Ethel Magafan was an identical twin to Jenne Magafan, born in Chicago in 1916 to Julia Bronik and Petros Magafan. The family moved to Colorado for the health of their father, who suddenly passed in 1932, devastating the family emotionally and financially. Growing up in Denver, Colorado the girls attended East High School and were mentored by their art teacher Helen Perry. Helen Perry was determined to guide the girls’ artistic skills and arranged lessons by landscape and genre painter, Frank Mechau. Mechau’s regionalism through simplicity of form and color influenced Ethel's and Jenne's artistic styles and may be seen in the works by Ethel for the Reclamation commission.

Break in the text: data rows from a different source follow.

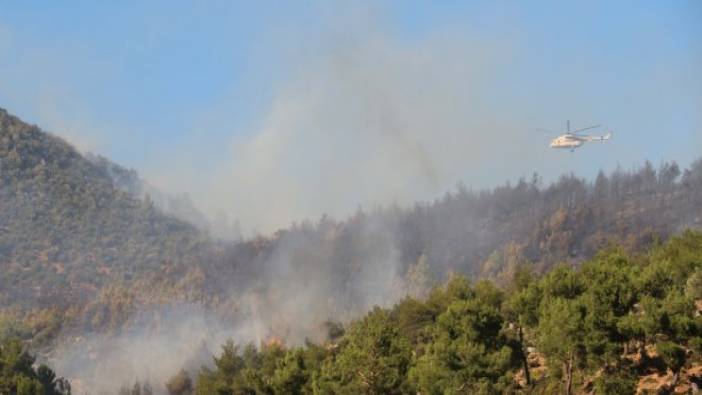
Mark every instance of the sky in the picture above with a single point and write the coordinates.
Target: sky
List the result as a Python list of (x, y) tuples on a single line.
[(273, 112)]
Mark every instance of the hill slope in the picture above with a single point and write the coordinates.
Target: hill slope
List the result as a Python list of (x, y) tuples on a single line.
[(66, 229)]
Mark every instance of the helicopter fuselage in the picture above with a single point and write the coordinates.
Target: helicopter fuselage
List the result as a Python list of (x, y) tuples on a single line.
[(567, 141)]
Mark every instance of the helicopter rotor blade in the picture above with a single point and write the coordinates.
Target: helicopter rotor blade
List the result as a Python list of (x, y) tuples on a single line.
[(546, 131), (584, 129)]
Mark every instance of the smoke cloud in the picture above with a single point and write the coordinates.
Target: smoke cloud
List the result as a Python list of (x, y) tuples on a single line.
[(366, 120)]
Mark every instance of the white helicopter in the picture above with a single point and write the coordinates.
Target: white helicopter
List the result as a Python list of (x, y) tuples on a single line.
[(572, 139)]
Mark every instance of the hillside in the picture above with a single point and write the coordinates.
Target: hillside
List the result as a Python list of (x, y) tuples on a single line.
[(81, 236), (66, 228)]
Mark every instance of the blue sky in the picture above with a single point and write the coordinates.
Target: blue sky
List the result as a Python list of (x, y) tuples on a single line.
[(174, 87)]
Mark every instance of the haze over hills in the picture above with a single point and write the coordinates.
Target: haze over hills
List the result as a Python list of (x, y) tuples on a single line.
[(84, 250), (73, 223)]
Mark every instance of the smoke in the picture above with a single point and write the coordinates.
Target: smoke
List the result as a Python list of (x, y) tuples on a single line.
[(157, 345), (366, 120)]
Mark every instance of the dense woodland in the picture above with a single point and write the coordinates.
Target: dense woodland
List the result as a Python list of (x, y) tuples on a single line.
[(84, 246), (616, 323)]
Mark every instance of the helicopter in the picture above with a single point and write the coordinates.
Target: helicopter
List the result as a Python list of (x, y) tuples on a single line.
[(573, 139)]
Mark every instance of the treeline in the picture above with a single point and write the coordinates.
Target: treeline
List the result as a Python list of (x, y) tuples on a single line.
[(597, 327), (68, 227), (18, 375)]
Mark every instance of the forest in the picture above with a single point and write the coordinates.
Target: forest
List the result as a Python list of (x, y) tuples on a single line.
[(614, 324), (528, 287)]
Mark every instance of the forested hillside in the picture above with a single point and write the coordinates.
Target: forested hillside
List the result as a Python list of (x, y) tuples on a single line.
[(84, 250), (617, 324), (67, 228)]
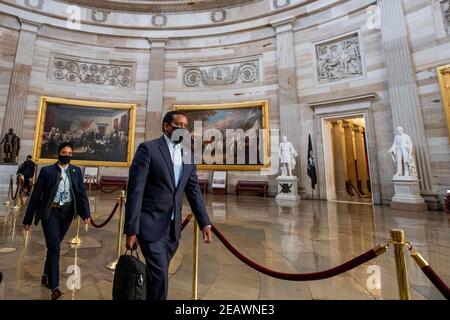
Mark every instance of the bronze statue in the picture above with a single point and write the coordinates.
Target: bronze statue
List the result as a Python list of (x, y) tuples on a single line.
[(11, 146)]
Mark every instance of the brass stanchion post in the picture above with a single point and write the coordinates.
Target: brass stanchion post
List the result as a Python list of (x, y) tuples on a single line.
[(398, 240), (77, 240), (112, 265), (17, 203), (7, 203), (195, 262)]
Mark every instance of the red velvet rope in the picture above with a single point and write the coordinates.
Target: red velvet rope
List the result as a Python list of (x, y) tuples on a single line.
[(365, 257), (107, 191), (186, 222), (108, 219), (437, 281)]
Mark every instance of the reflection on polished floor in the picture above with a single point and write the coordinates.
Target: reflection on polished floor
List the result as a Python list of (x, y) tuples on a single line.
[(308, 237)]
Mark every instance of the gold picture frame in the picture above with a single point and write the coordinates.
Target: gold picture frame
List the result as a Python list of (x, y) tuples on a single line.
[(261, 105), (443, 74), (110, 145)]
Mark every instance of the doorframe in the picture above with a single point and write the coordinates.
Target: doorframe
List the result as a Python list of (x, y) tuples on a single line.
[(358, 106)]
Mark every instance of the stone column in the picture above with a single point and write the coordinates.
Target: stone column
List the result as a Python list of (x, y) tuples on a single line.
[(350, 153), (287, 81), (155, 89), (340, 168), (361, 163), (20, 78), (405, 103)]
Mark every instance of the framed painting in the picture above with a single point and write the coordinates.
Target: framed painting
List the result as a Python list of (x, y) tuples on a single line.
[(90, 175), (102, 133), (233, 136)]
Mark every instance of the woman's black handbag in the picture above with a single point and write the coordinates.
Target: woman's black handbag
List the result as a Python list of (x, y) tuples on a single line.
[(130, 278)]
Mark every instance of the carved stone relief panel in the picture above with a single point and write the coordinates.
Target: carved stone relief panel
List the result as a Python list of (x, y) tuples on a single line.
[(339, 59), (89, 71), (218, 16), (99, 16), (220, 74), (159, 20), (35, 4)]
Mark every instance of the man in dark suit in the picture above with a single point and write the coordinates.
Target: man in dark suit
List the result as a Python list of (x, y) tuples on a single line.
[(158, 180), (58, 196), (27, 170)]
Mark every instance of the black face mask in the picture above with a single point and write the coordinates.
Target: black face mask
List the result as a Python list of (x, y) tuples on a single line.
[(64, 159), (180, 132)]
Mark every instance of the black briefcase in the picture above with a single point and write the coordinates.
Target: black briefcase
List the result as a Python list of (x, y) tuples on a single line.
[(130, 278)]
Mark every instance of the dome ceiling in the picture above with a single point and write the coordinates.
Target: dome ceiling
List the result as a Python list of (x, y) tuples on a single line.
[(158, 6)]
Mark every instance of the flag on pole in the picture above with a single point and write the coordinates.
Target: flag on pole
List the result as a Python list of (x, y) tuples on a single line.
[(311, 164)]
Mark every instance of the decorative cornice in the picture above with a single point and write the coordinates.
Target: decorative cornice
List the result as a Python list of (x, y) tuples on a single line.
[(283, 25), (323, 103), (157, 42), (28, 25)]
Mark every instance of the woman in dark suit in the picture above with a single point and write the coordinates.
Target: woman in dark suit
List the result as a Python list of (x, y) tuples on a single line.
[(58, 196)]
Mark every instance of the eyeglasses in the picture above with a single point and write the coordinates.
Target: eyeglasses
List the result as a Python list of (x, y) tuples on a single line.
[(179, 125)]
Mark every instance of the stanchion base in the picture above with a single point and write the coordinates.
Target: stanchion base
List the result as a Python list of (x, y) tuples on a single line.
[(111, 265), (75, 241)]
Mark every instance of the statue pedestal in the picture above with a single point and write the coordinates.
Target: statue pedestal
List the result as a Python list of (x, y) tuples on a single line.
[(407, 194), (6, 170), (287, 189)]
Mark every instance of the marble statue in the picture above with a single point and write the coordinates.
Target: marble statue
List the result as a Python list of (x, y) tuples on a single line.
[(11, 146), (402, 155), (287, 157)]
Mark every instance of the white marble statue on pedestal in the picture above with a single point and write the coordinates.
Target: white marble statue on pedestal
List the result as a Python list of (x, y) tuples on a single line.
[(287, 182), (287, 158), (406, 183), (402, 155)]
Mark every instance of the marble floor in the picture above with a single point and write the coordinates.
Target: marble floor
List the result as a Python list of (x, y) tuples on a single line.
[(303, 238)]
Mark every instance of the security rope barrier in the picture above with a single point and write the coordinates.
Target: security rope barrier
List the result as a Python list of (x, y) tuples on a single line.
[(429, 272), (353, 263), (99, 187), (111, 215), (186, 221)]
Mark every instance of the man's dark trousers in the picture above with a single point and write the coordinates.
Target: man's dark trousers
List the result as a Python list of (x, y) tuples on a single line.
[(158, 255), (55, 228)]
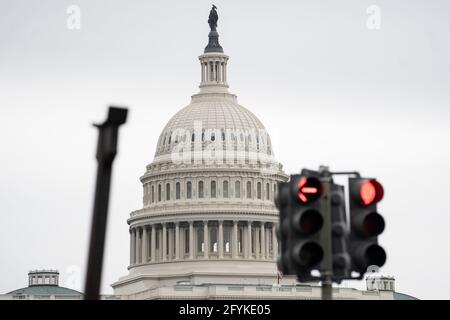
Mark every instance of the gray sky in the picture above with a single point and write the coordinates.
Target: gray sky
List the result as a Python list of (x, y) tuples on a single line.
[(328, 89)]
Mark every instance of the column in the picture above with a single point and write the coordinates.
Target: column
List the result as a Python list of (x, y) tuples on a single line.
[(153, 243), (205, 240), (171, 244), (203, 71), (136, 251), (235, 247), (225, 72), (208, 73), (144, 245), (249, 240), (164, 242), (263, 241), (274, 242), (219, 68), (220, 240), (191, 239), (132, 242), (257, 229), (160, 253), (177, 240)]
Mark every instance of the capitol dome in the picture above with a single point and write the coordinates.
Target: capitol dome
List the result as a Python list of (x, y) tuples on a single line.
[(208, 213)]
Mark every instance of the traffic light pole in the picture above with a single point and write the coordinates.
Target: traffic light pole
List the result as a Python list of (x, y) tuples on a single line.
[(327, 288), (327, 271), (106, 152)]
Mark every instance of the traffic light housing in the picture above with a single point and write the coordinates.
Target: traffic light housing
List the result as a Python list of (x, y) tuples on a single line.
[(366, 224), (302, 232), (339, 231)]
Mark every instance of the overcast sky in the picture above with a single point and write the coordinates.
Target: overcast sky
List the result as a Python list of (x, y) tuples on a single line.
[(329, 90)]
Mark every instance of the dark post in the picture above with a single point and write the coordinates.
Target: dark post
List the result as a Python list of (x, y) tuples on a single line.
[(106, 152)]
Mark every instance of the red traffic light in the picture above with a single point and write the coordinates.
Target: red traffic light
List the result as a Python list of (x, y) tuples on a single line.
[(370, 192), (309, 189)]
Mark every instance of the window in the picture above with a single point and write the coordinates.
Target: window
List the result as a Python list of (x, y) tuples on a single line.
[(213, 239), (200, 189), (237, 189), (177, 191), (258, 190), (225, 189), (186, 241), (189, 190), (213, 189), (200, 243), (168, 191)]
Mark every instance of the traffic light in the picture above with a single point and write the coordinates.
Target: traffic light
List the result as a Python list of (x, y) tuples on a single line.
[(304, 242), (366, 224), (339, 230)]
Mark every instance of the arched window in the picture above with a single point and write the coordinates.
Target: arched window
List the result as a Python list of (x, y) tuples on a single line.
[(213, 189), (186, 240), (200, 189), (168, 191), (258, 190), (237, 189), (177, 191), (189, 190), (225, 189)]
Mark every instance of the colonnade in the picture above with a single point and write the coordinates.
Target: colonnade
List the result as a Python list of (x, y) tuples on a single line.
[(208, 239)]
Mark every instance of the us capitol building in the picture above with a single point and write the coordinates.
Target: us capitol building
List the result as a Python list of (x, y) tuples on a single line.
[(207, 226)]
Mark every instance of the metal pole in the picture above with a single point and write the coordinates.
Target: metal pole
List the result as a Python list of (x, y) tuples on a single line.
[(106, 152), (327, 288)]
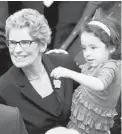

In 1938, Ethel applied and was awarded a federal art commission for a mural in the town of Auburn, Nebraska. This was her first experience working as an artist on a federal commission. Her mural, Threshing, was received with praise and she received more commissions to complete work in various federal buildings around the country. In 1971, she was commissioned by the Bureau of Reclamation to travel and create works based off Reclamation sites throughout the western United States. The sketches and paintings she completed were displayed at the exhibition, The American Artist and Water Reclamation, at the National Gallery in Washington D.C. and toured nationally by the Smithsonian Institution Traveling Exhibition Services.
Ethel passed away in 1993, she led a prestigious and impressive life and career as an American artist.